Price-led costing will be the key, whether aiming for the luxury traveller or the less financially frivolous. It is a sound argument for any time and a good one to take onboard as globalism goes through a major adjustment in the face of mounting ultranationalist sentiment – with some manufacturing and business travel returning home over time.
Travellers willing to spend for a romantic break from the quotidian grind will make very careful choices and demand a lot more value. They will be in the driver’s seat now. Luxury travellers will not simply swarm marbled lobbies demanding free Bellinis. They will get tough.
Travellers looking for value will be equally demanding. Gone are the days when a guesthouse could say, ‘You get what you pay for.’ Safety cuts both ways. Hotels and airlines will need protocols to ensure their clientele is potentially okay just as travellers will examine holiday escapes in minute detail, perhaps preferring less trampled out-of-the-way places like the Maldives where privacy is ensured and social contact minimised.
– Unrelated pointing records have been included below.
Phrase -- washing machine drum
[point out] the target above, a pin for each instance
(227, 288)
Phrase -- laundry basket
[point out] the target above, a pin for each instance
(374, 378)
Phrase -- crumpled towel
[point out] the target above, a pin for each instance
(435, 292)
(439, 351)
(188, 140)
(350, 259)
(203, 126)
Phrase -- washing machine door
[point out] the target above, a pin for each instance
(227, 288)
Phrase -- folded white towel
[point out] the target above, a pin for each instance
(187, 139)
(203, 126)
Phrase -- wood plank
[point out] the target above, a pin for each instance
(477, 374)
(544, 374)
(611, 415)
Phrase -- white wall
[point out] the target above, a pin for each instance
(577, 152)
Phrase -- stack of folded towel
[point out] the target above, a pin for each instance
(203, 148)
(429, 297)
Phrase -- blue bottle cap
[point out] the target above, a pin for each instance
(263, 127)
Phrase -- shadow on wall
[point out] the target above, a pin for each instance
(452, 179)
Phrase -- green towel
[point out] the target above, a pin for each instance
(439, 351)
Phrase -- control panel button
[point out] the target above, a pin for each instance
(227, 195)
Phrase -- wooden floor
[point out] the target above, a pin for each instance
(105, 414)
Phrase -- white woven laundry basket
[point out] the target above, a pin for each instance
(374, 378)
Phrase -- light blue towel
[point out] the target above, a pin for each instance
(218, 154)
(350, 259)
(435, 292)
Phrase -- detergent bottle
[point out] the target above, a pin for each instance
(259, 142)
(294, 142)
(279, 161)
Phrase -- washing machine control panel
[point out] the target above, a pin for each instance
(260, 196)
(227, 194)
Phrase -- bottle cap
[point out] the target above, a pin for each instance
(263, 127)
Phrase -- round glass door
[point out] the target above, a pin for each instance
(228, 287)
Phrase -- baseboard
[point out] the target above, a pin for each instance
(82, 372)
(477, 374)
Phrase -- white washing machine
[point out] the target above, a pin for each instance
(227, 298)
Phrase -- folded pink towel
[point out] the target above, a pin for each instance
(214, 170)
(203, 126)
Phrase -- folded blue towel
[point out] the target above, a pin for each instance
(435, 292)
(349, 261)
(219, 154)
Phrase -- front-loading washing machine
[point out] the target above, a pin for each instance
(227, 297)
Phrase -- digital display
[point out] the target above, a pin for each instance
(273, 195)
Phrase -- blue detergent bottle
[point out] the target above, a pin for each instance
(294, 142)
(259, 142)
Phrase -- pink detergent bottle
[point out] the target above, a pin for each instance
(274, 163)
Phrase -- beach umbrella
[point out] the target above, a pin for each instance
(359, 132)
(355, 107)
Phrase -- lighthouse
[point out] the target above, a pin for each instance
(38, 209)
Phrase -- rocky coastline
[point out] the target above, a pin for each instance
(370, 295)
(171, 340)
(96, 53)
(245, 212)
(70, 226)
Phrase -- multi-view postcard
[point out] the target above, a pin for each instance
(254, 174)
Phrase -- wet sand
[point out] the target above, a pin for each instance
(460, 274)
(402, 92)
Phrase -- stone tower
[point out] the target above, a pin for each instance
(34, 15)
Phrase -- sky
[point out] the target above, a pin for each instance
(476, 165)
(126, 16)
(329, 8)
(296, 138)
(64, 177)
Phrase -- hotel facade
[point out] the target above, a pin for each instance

Business travellers cautiously venturing out may be the hardest hit as this is the segment where the travel sector will try and make up for the loss. It would do well to remember though that with work-from-home and video conferencing much the rage, there is no inelastic demand anymore. Too much of a fare hike will dull corporate enthusiasm. Travel is already a significant cost for companies and medical-travel-labour insurance premiums will soar in a Covid world.
For a start, travel will stay close to home (and close to medical fallbacks) and we will become like kids learning to walk, picking up the courage to foray farther each day. But like that infernal coronavirus, travel is in the blood. We’ll find out which wins out. In the meanwhile, the travel industry can restore itself by stepping away from the mirage and incorporating sound pricing practices.